Stepping In As Ruth Ellis Interim: Margaret Warner

By Crystal A. Proxmire

DETROIT - In the mid-1960s Margaret Warner's parents sent her to a small, private women's college in the northern suburbs of Chicago where she diligently studied sociology, and refined the manners and social skills that her parents expected of a young woman raised in the era of "Mad Men." But it was trips to the south side of Chicago that had the most impact on the career path of the woman stepping in to serve as interim executive director of the Ruth Ellis Center.

"The interest of the school was to prepare you for the real world, and giving back was part of it," Warner said. "I volunteered as a tutor helping children from families in need. That exposure to social issues drove me to work in public and child welfare."

And that she certainly did. For over 44 years Warner worked in various locations for the Michigan Department of Human Services (DHS), including taking the lead role as director in several counties including the Oakland, and as the Child Welfare Director for Wayne County DHS.

Though she retired from agency work last April, she could not resist coming back to manage Ruth Ellis Center when Laura Hughes announced she would be leaving the director position.

Warner connected with the Ruth Ellis Center several years ago when Hughes reached out to the DHS in her efforts to forge new partnerships for the organization. In her position as Child Welfare Director, Warner joined the then state director of MDHS for a tour of the house where otherwise homeless LGBT youth found shelter, food and care. The bond between the activists was instant and they began working together on two key projects.

The first was helping Ruth Ellis become licensed for the state's foster care program. Warner's department worked with Hughes and her staff to be in the position to apply for a contract that reimburses them for the care of the foster youth they serve at their residential facility. Ruth Ellis Center can now house up to five youth through their foster care program, in addition to the five young adults who can take advantage of their federally-supported transitional living program.

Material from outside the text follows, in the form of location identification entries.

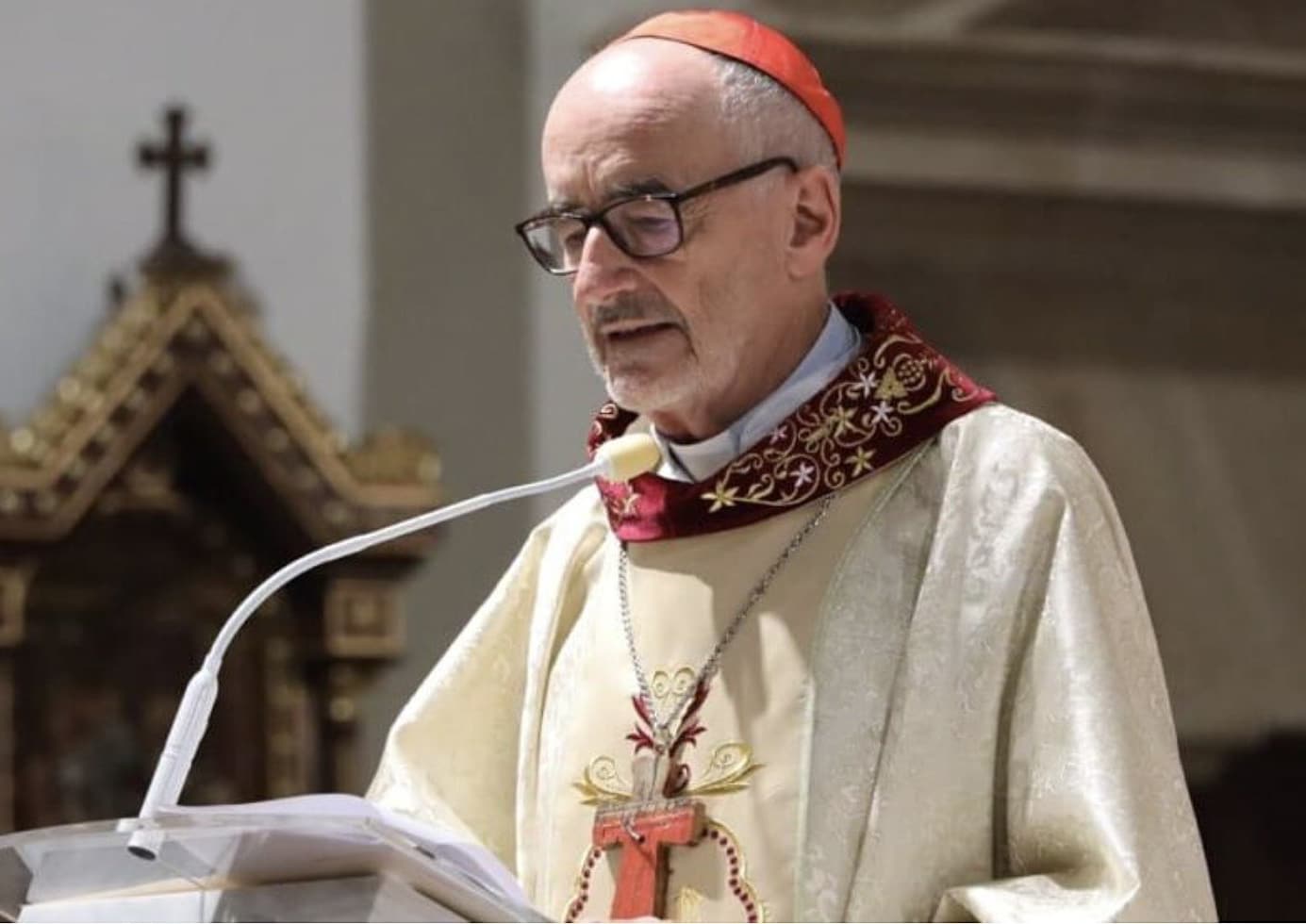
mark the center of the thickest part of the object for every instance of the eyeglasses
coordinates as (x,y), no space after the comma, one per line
(641,226)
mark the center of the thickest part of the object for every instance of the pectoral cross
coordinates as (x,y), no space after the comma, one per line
(645,829)
(645,832)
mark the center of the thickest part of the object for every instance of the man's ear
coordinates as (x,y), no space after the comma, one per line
(814,227)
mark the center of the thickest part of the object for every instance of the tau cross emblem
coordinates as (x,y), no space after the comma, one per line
(657,817)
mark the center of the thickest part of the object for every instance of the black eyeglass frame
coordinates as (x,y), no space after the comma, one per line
(675,200)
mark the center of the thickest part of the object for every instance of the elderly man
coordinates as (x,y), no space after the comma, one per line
(868,645)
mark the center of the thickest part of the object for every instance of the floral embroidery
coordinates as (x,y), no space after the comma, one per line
(896,394)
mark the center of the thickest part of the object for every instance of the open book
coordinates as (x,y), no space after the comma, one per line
(326,856)
(469,862)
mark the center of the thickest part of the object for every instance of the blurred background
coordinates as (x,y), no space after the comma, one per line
(1096,206)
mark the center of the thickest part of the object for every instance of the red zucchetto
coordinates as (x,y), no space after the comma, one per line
(745,40)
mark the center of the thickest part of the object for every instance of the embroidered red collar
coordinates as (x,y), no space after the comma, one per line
(896,394)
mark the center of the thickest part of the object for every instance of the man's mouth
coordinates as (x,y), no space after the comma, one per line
(634,330)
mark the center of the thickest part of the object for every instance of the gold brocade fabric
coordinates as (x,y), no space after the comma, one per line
(963,716)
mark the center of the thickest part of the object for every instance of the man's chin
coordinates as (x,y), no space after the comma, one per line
(643,394)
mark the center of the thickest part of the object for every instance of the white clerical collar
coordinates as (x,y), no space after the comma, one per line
(835,347)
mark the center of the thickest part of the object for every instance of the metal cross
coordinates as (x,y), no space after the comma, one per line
(173,157)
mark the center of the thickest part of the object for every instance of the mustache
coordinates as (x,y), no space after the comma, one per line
(635,306)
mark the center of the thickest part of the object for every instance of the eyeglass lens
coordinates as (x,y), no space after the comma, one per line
(641,227)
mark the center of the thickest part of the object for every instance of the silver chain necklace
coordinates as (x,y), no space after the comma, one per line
(662,727)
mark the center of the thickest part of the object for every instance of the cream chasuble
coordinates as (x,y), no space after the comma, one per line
(950,707)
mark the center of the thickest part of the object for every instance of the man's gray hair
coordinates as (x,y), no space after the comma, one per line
(769,121)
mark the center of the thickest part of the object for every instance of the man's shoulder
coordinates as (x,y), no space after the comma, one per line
(575,517)
(997,440)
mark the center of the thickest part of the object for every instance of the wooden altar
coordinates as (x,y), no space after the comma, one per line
(175,465)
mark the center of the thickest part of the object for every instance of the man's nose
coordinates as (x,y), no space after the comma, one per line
(603,269)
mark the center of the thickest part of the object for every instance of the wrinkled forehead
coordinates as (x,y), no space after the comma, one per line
(638,115)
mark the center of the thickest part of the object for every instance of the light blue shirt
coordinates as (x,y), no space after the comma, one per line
(836,346)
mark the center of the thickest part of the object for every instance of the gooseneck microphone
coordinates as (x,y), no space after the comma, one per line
(620,459)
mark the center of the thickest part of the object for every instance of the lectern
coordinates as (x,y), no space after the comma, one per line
(231,866)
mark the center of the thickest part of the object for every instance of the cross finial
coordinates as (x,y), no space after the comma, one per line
(174,255)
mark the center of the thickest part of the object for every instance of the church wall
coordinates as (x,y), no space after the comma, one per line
(277,88)
(447,352)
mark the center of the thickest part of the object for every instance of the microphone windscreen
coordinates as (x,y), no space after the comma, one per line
(628,455)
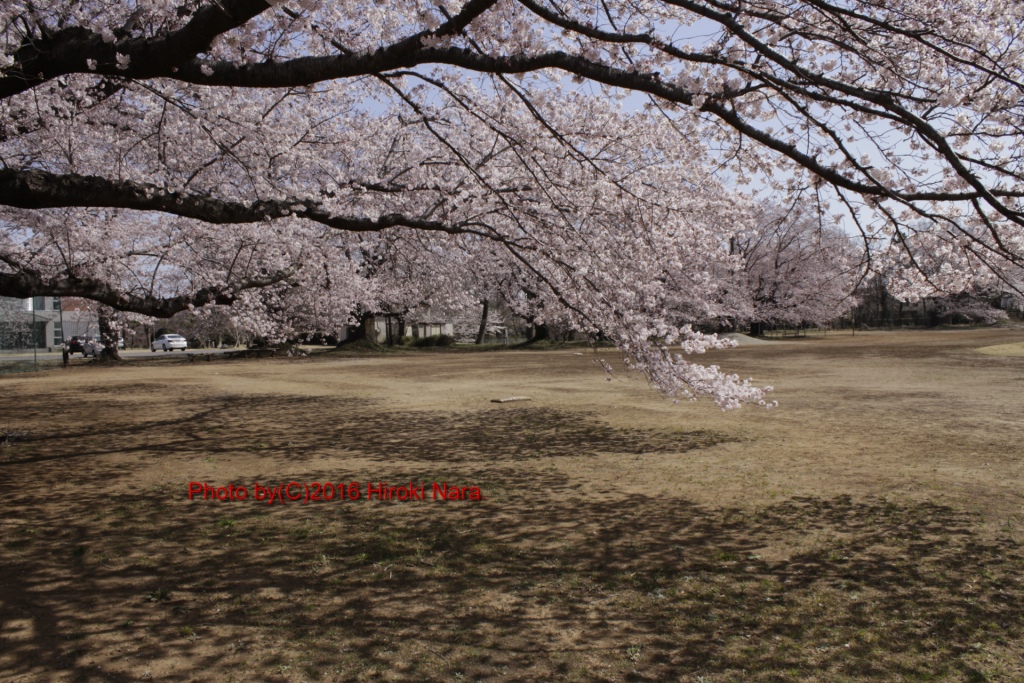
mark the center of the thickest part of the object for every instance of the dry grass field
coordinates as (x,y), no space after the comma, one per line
(867,529)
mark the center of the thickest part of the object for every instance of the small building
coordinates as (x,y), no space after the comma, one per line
(388,329)
(40,323)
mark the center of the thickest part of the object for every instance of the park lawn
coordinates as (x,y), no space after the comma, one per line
(868,528)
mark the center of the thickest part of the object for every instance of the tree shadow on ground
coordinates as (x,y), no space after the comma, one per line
(544,580)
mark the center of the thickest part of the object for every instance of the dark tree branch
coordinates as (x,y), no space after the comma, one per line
(41,189)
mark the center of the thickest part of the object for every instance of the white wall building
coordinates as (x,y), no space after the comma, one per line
(39,322)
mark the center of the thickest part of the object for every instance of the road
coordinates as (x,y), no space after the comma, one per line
(43,355)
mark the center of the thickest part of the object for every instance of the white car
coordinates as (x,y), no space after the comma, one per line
(169,343)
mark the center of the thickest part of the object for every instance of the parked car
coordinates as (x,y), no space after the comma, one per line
(77,345)
(92,347)
(169,343)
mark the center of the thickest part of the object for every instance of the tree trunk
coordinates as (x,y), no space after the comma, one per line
(109,334)
(541,333)
(483,322)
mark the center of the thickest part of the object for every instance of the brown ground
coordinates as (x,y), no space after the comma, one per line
(869,528)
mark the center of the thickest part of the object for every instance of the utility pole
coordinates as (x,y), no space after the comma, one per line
(35,346)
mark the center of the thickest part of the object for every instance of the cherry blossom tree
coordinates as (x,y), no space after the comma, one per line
(160,156)
(798,270)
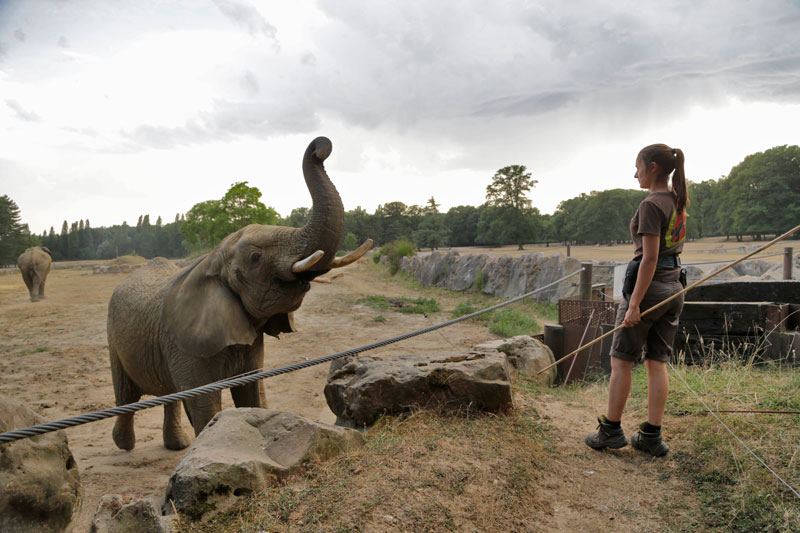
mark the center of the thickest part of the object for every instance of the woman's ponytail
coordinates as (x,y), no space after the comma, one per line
(679,188)
(669,160)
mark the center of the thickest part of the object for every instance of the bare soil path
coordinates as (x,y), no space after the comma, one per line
(53,357)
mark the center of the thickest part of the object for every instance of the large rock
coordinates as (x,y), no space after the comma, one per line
(40,488)
(526,355)
(361,389)
(118,513)
(242,451)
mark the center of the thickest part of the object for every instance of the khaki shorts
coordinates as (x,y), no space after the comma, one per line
(656,331)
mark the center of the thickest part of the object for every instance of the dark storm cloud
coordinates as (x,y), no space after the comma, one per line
(22,114)
(407,63)
(226,121)
(526,104)
(246,16)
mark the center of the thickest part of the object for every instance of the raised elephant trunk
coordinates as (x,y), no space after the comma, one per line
(324,230)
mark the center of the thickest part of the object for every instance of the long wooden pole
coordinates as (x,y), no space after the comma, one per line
(684,291)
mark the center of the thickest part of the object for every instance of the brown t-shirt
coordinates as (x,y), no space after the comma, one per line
(658,215)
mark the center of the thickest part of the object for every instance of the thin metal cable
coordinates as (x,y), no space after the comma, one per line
(236,381)
(731,260)
(620,263)
(765,465)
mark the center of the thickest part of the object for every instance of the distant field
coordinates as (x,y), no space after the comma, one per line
(709,249)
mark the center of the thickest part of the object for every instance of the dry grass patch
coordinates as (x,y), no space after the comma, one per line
(427,472)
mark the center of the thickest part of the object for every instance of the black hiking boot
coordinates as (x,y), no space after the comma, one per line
(649,442)
(606,436)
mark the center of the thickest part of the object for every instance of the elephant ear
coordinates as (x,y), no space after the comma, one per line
(202,314)
(280,323)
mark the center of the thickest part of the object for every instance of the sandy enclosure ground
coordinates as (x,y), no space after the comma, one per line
(53,357)
(703,250)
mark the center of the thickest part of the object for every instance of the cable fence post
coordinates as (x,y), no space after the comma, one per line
(787,262)
(586,281)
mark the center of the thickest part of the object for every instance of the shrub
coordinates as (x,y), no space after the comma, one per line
(462,309)
(510,322)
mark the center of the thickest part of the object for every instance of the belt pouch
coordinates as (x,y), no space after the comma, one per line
(628,284)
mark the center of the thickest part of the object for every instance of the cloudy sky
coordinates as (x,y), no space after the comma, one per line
(113,109)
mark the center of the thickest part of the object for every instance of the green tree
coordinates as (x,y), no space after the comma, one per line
(14,235)
(764,194)
(432,231)
(507,192)
(298,218)
(207,223)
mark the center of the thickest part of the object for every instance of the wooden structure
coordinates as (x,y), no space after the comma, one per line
(757,319)
(747,319)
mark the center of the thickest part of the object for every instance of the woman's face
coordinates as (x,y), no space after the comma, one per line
(644,173)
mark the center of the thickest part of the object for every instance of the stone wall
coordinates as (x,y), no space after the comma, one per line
(501,276)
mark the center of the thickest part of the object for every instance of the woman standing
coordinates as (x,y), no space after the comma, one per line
(658,230)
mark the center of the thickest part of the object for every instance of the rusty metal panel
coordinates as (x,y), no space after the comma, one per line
(574,316)
(579,311)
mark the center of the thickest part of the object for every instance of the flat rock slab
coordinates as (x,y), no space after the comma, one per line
(120,513)
(361,389)
(40,488)
(242,451)
(526,355)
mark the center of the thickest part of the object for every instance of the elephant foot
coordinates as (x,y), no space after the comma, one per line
(176,439)
(124,437)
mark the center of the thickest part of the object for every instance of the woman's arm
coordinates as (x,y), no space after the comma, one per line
(646,270)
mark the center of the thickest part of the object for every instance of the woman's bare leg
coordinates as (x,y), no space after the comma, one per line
(619,387)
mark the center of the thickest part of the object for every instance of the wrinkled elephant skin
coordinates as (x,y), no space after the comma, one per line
(171,330)
(34,263)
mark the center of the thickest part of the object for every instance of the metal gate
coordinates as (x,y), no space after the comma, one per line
(574,316)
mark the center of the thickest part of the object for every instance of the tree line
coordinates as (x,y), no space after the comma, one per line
(759,197)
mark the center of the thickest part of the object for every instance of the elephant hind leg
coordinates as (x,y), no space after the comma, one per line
(175,438)
(125,391)
(35,289)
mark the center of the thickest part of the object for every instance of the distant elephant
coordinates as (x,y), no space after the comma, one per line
(34,263)
(171,330)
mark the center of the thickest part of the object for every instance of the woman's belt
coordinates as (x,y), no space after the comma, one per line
(670,260)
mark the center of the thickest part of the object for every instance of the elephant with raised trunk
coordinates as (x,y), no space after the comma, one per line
(34,263)
(171,330)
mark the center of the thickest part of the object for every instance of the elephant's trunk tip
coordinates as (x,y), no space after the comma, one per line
(322,148)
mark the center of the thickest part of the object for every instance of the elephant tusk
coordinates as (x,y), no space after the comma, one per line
(308,262)
(353,256)
(328,280)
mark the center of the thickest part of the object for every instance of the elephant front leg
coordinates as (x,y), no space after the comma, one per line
(252,394)
(202,409)
(175,438)
(125,392)
(35,290)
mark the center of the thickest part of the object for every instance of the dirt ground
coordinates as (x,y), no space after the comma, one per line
(701,250)
(53,357)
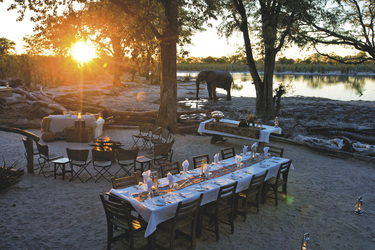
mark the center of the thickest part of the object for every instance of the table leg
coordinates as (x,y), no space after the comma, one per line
(54,170)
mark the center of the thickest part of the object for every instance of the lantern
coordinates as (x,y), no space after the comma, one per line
(305,241)
(358,206)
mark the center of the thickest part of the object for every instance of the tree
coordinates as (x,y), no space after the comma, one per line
(171,22)
(272,22)
(6,46)
(347,23)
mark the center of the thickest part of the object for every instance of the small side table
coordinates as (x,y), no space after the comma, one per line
(143,160)
(60,163)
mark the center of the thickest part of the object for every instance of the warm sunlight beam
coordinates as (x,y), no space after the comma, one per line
(83,52)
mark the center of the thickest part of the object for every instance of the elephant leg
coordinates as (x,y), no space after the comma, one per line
(214,94)
(209,89)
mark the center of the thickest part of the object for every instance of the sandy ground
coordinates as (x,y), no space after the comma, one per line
(47,213)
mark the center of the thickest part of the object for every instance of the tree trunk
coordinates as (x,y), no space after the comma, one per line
(167,116)
(117,60)
(268,109)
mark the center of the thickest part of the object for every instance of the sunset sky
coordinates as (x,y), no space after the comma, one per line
(206,43)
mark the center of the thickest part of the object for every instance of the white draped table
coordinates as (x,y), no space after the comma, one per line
(264,133)
(155,213)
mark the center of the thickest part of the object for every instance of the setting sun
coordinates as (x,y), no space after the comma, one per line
(83,52)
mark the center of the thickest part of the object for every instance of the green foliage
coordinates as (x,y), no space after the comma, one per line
(50,71)
(6,46)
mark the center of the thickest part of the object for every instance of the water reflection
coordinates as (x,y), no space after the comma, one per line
(337,87)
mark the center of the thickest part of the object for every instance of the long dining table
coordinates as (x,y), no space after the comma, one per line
(158,208)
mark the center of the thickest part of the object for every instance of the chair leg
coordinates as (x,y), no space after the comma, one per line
(276,198)
(216,221)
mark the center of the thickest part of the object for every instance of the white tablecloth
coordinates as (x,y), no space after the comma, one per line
(264,133)
(155,214)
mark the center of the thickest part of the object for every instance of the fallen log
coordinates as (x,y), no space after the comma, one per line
(367,136)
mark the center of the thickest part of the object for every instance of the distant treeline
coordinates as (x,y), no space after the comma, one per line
(313,64)
(48,70)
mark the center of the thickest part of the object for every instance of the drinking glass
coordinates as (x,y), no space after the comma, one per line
(170,187)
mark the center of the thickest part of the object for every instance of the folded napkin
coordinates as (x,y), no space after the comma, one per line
(244,150)
(150,183)
(265,150)
(216,158)
(146,176)
(238,159)
(185,166)
(206,169)
(170,179)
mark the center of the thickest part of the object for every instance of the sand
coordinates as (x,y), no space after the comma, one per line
(48,213)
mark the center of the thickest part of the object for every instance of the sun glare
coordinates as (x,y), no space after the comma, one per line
(83,52)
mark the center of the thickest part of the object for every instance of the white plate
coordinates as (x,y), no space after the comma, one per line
(160,202)
(200,189)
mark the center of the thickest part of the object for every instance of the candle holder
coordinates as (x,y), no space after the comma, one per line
(358,206)
(276,122)
(305,241)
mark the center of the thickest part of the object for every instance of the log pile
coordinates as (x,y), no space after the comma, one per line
(9,176)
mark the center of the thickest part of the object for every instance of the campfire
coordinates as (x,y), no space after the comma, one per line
(106,144)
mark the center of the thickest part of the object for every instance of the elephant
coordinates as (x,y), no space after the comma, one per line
(215,79)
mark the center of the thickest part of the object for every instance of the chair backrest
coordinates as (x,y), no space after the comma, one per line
(226,193)
(283,172)
(144,128)
(276,151)
(256,184)
(77,154)
(126,154)
(123,182)
(227,153)
(165,135)
(42,149)
(162,149)
(116,211)
(156,131)
(100,155)
(173,168)
(200,159)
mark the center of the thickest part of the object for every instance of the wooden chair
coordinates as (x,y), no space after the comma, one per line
(126,159)
(201,159)
(251,195)
(118,215)
(78,158)
(275,151)
(222,207)
(124,182)
(273,184)
(102,162)
(35,150)
(143,136)
(172,167)
(162,153)
(227,153)
(45,157)
(184,223)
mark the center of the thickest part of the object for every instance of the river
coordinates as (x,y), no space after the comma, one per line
(332,86)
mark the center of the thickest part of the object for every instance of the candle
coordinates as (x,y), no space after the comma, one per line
(305,241)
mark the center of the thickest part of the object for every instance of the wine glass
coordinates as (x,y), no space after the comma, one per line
(140,185)
(170,187)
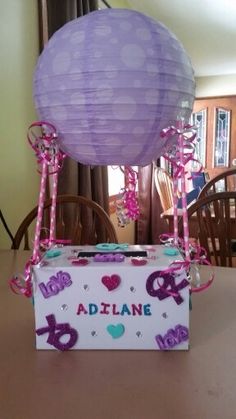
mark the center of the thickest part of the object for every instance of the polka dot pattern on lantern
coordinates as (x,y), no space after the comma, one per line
(113,68)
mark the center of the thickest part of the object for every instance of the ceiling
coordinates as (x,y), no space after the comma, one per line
(206,28)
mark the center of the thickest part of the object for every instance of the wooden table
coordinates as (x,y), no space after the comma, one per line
(198,384)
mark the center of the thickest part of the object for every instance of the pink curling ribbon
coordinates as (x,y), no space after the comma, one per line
(197,257)
(22,284)
(127,205)
(46,146)
(179,156)
(50,157)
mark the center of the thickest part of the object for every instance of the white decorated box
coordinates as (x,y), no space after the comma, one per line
(87,298)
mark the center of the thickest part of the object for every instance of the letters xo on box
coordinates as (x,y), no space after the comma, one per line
(85,298)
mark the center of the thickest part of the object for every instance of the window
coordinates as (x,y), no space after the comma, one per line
(222,138)
(199,120)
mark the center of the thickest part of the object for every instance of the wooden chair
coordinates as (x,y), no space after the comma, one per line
(78,219)
(164,187)
(228,180)
(216,226)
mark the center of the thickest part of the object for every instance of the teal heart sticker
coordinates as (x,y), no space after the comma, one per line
(116,331)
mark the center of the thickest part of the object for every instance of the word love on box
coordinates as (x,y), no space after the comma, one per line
(128,302)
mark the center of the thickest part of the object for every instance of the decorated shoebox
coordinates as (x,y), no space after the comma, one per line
(89,297)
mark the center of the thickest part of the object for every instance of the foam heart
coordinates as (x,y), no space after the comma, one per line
(111,282)
(138,262)
(116,331)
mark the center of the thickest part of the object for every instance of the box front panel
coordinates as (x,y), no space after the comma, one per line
(110,306)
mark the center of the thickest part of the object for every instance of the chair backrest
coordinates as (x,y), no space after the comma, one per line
(225,181)
(164,187)
(216,226)
(77,219)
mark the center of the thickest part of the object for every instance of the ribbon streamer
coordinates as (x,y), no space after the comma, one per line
(127,208)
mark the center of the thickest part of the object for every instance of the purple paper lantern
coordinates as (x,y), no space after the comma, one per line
(109,82)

The other key collaboration came in the form of the LGBT Workgroup, which to this day brings key service providers to the table to address the needs of LGBT youth in the foster care system. Professionals from the Ruth Ellis Center, DHS, Detroit-Wayne County CMH and other private child-placing and mental health agencies have been developing strategic plans and setting goals for the foster care community to meet the needs of youth who identify as LGBTQ in foster care. They have also benefited from consultation and support from Casey Family Programs, part of the Casey Foundation network, who brought in out-of-state child welfare agencies, and national experts to collaborate and learn from the Ruth Ellis model.

Hughes' magnetism has kept Warner involved, and helped lure her into the interim director chair. "Laura has this unique ability to connect with any kind of group regardless of who they are. It could be agencies, foundation, community organizations or youth. She has this incredible ability to connect. The thing that always impressed me is her courage to just approach people. She was so committed to the vision and mission of this agency."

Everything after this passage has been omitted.